Sirach presents wrath and anger as the typical attitude of a sinner. How can we expect forgiveness when we are unwilling to forgive? Today’s Gospel make the same point.
Our Lady told the children to say at least an Our Father and a Hail Mary, as their evening and morning prayer. Every time we say the Lord’s prayer, we ask God to forgive us as we forgive others. We thus become the norm by which we will be judged!
Forgiveness is utterly unselfish. St. Paul reminds us today that Christians do not live for themselves but for the Lord. Is it possible to live for the Lord while harboring wrath?

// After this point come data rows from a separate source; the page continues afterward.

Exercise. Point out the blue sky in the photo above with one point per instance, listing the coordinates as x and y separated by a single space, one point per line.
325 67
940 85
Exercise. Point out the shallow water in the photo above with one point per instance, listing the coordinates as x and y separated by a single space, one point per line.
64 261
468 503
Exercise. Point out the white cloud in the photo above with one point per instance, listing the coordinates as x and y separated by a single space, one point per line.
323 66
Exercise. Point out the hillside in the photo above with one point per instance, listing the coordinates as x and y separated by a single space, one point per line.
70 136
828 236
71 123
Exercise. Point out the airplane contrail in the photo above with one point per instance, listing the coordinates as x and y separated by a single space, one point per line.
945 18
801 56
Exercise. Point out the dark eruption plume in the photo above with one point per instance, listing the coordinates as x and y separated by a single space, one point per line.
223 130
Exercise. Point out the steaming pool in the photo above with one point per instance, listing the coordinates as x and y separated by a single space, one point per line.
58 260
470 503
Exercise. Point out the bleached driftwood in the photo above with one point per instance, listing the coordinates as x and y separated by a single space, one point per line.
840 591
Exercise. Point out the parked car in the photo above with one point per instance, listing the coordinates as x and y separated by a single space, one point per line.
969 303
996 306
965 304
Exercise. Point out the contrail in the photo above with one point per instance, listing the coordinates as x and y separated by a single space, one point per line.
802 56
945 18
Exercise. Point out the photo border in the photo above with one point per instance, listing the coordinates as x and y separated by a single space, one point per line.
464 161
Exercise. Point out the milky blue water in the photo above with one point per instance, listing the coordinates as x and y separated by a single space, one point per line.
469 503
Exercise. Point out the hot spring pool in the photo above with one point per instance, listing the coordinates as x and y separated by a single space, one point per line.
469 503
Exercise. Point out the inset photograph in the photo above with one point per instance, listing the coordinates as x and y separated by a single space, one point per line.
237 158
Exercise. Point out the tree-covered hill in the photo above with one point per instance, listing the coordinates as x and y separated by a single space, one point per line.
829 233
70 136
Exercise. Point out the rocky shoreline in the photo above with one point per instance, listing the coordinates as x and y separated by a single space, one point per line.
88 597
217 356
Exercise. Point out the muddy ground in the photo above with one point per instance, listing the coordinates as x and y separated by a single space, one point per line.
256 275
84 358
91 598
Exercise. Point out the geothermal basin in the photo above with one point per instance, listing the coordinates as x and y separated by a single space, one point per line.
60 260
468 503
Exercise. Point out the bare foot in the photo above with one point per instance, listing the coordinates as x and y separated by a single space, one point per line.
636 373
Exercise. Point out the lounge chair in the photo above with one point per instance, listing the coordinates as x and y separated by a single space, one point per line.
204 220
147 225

Jesus tells Peter not to set limits to forgiveness. Still, no one claims that forgiveness is always easy. Here is a little prayer I teach to persons who are finding it especially hard to forgive: “God, you forgive them (or him, or her), because I can’t, yet.” This ’yet’ is essential; it means that if the time comes when you know you are able to forgive, you won’t refuse to do so.
What we find in today’s readings is not God’s wrath but God’s justice. I am reminded of the prayer that we call the Memorare to Our Lady of La Salette. In today’s version we say: “Remember, Our Lady of La Salette… the care you have always taken to keep me faithful to your Son.” The original version reads, “Be mindful of the unceasing care which thou dost exercise to shield me from the justice of God.”
These are not so different, really. If we are faithful to Christ, we have nothing to fear from God’s justice.